The above is a screen grab from the City of Reading website showing there is indeed a Code of Ethics limiting contributions by individuals that candidates can accept during each election cycle — roughly 1/26th of Albert Boscov's largess.

So how can the mite retailing mogul pull a Koch brother in our precious mayoral primary? Is someone breaking the law? Will Spencer have to return the loot, even if he has already spent it? It is not like he will need any more cash after next Tuesday anyway, once Wally Scott hangs his big, bald head up like a trophy.

It is too bad there is not some watchdog in the community that can get to the bottom of this potential scandal. Like one of those obsolete objects from the 20th century that were made of ink printed on paper… what do you call them?…oh, right, a newspaper.

If there were a newspaper like that still in existence, it would have to be one with a streak of fierce independence, not one whose primary source of revenue comes from a certain department-store chain, and, without it, would lurch into bankruptcy faster than you can say "Peter Barbey is a spineless dickhead."

Such days may be gone forever.

Harry Deitz will tell you today who is ahead in the race for Reading mayor based on reports of a poll conducted in January

Harry Deitz is editor of the Reading Eagle, and you're not.

That is a fact.

Here is another fact. Harry is just brimming with perspicacity and savvy and political wonder today. In his weekly column, he shares his very important insight into what is happening in local politics, sandwiched around a plea to vote (bad pun: "May 19 should be a primary concern"— get it!) and a plug for his book, which collects many of his excellent columns in softback form.

Here's the key excerpt from today's Harry wisdom:

I've heard talk about polls that have shown [Wally] Scott as the heavy favorite. One reputable source shared figures from a poll conducted in late January that had Scott with 48 percent of the vote, [Vaughn] Spencer with 14 and [Tim] Daley with 7. The sampling was 342 potential voters.

Anybody who knows beans about politics knows that polls conducted in January offer a vital snapshot of precisely how voters are thinking in the first week in May. It does not even matter who conducted the poll as long as Harry has "heard talk about" it and there is one source whom the editor deems reputable.

Shut up and read on:

I've also heard reports of the core support for those candidates:

  • Spencer has the support of unions.
  • Daley has the support of some people outside the city.
  • Scott has the support of many minorities.

This is big news (though maybe not big enough to report back in January when the poll was taken). Once the editor has "heard reports" nobody need ask where such reports came from.
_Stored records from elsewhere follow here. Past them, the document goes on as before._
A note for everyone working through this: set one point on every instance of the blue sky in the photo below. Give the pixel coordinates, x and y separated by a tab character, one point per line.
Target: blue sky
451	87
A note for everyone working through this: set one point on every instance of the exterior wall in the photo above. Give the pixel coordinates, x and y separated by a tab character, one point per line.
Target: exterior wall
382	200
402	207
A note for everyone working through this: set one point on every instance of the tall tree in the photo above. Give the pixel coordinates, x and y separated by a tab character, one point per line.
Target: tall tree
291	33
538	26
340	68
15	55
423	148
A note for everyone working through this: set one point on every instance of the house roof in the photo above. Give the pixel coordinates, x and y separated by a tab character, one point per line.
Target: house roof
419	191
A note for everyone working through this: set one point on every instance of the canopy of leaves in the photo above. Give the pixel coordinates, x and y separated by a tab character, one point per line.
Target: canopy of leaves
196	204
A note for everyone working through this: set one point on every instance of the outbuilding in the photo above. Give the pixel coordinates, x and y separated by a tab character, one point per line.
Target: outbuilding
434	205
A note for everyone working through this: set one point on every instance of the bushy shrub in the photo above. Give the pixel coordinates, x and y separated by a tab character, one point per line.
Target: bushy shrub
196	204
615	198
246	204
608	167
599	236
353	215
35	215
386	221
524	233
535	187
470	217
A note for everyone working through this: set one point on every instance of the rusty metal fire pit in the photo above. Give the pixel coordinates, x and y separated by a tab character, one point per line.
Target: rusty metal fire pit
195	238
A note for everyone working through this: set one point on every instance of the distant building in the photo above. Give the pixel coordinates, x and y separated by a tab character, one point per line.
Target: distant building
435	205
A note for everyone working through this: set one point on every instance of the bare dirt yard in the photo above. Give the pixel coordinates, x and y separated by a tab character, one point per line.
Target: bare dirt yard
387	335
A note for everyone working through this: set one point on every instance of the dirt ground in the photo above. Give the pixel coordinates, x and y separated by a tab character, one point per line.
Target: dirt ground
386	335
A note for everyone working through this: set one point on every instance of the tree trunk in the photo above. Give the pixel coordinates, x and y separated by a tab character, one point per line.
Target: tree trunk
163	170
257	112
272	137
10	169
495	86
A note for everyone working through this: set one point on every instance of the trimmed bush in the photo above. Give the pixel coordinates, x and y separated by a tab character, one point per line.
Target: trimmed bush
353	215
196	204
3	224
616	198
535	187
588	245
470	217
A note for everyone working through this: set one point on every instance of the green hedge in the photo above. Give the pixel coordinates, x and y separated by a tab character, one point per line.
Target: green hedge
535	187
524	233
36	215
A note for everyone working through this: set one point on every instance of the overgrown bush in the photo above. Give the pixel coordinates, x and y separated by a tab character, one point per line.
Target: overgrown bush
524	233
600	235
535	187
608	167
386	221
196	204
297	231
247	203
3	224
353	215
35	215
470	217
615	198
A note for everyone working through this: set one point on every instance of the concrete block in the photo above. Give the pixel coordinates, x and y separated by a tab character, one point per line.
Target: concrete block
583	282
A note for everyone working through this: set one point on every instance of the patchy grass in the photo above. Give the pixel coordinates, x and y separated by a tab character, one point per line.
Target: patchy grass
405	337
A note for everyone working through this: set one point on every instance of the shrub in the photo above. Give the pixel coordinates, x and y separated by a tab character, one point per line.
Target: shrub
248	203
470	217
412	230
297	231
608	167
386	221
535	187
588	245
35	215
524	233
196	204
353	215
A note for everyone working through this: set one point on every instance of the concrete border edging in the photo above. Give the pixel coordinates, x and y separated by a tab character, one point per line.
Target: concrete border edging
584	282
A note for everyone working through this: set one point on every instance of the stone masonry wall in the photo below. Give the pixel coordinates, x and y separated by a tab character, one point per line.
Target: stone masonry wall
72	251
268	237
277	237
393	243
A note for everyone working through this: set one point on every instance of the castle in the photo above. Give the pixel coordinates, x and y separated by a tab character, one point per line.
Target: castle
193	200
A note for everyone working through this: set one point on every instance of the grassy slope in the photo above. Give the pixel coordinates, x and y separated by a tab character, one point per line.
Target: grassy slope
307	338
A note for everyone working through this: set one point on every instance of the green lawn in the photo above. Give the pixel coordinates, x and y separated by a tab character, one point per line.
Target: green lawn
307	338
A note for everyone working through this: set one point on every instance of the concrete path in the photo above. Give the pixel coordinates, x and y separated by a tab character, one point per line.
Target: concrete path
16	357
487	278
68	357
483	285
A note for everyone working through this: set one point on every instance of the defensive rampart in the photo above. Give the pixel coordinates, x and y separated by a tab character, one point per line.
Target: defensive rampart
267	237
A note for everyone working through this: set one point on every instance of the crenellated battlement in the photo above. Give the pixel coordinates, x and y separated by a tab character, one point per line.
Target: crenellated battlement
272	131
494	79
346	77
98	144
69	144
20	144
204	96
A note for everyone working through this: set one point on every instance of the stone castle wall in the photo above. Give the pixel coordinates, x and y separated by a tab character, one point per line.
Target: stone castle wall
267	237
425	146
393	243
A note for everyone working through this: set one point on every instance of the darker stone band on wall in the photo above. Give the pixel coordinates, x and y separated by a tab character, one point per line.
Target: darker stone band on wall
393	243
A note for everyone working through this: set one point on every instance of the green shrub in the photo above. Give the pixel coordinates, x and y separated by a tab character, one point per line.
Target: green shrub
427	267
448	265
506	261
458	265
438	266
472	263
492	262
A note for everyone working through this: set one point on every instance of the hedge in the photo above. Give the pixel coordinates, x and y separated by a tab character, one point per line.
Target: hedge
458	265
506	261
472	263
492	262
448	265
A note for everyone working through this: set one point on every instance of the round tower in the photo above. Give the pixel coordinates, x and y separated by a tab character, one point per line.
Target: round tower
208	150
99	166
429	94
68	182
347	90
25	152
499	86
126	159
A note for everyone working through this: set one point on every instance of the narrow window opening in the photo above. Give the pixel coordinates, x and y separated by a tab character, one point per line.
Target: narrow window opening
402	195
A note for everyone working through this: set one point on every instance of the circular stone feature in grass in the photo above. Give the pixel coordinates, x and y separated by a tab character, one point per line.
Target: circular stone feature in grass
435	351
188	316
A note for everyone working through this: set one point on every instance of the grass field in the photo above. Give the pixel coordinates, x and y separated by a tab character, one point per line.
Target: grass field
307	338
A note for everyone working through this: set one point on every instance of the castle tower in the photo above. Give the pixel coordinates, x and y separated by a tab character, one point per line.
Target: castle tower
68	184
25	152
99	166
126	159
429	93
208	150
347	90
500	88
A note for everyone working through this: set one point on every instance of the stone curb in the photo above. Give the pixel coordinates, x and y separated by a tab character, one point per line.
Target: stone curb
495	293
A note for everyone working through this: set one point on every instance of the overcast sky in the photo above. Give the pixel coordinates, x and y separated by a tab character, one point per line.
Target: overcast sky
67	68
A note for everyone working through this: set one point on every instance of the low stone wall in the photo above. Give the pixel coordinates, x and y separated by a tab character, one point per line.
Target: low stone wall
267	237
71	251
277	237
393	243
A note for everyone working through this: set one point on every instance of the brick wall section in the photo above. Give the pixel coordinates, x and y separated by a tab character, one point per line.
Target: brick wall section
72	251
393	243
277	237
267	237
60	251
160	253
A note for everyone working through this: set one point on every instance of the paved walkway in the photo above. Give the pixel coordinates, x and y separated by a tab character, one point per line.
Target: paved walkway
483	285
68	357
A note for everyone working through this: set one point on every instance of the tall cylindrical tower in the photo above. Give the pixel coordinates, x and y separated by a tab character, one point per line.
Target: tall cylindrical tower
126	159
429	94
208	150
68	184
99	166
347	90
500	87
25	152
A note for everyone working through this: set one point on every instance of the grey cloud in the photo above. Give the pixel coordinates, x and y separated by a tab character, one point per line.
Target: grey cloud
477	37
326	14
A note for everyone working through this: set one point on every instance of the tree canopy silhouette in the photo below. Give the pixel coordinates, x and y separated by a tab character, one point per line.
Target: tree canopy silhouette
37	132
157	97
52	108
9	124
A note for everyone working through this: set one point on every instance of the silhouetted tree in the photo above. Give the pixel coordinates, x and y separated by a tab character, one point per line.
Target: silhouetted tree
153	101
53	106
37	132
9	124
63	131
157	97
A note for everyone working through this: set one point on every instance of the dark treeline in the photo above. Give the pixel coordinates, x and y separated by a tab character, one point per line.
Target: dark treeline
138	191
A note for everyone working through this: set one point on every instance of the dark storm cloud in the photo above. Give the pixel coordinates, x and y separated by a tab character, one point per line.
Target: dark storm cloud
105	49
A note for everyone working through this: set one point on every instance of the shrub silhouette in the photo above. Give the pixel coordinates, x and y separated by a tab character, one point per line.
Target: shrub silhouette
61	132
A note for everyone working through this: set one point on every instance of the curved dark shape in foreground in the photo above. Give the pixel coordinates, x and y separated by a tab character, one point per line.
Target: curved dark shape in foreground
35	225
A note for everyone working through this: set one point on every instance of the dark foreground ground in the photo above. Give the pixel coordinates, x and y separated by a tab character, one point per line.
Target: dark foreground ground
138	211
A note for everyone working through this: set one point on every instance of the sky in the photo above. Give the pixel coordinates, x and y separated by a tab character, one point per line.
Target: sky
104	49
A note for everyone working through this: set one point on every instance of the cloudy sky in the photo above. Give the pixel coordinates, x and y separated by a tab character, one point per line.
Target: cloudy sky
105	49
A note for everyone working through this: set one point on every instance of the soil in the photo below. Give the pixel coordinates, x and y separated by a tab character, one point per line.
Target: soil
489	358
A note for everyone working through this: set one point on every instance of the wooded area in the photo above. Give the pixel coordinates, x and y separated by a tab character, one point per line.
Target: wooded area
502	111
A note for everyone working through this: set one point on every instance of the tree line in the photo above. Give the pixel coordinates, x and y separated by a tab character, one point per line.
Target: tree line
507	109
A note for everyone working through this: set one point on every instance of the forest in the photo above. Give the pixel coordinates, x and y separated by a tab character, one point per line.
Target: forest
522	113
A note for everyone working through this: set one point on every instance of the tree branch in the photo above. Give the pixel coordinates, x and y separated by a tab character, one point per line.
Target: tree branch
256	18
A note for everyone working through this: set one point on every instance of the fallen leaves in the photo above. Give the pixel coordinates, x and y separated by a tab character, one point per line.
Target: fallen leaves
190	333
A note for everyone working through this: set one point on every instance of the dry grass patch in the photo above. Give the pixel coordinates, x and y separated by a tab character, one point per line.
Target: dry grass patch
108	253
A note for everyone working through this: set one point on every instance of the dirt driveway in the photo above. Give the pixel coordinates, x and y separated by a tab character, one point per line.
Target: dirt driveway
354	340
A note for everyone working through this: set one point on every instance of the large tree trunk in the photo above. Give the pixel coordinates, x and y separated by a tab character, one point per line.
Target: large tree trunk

After all, Harry Deitz is editor of the Reading Eagle, and you're not.

Sure to sell out as fast as the Apple Watch

Here's a scoop for you.

In tomorrow's Reading Eagle, editor Harry Deitz, whom everybody is jealous of, will announce the impending publication of a book that all of Berks County has been clamoring for.

It is a collection of columns written by Harry Deitz, a whopping 109 of them, including 60 photos, some of which have never been published before!

The volume (first in a series?) will cover such hot-button topics, sure to excite readers, as Harry's grandkids, pink flamingos, civility, spring housecleaning, and, of course, the weather.

The project all started when Harry had a designer (on the company clock?) design a booklet that collected some of his favorite columns, which he presented to his family as (cheap) Christmas gifts. ("Thanks, granddad, but I'd rather some socks.") 

The idea so impressed CEO Peter Barbey that he got all tingly inside:

"What a wonderful launch for REP!"

And so the reborn Reading Eagle Press will have its first best-seller.

Ever humble, Harry told his staff he doesn't care his book sells one copy or a thousand. 

Even if it sells zero (most likely) Harry's grandkids have something to look forward to next Christmas.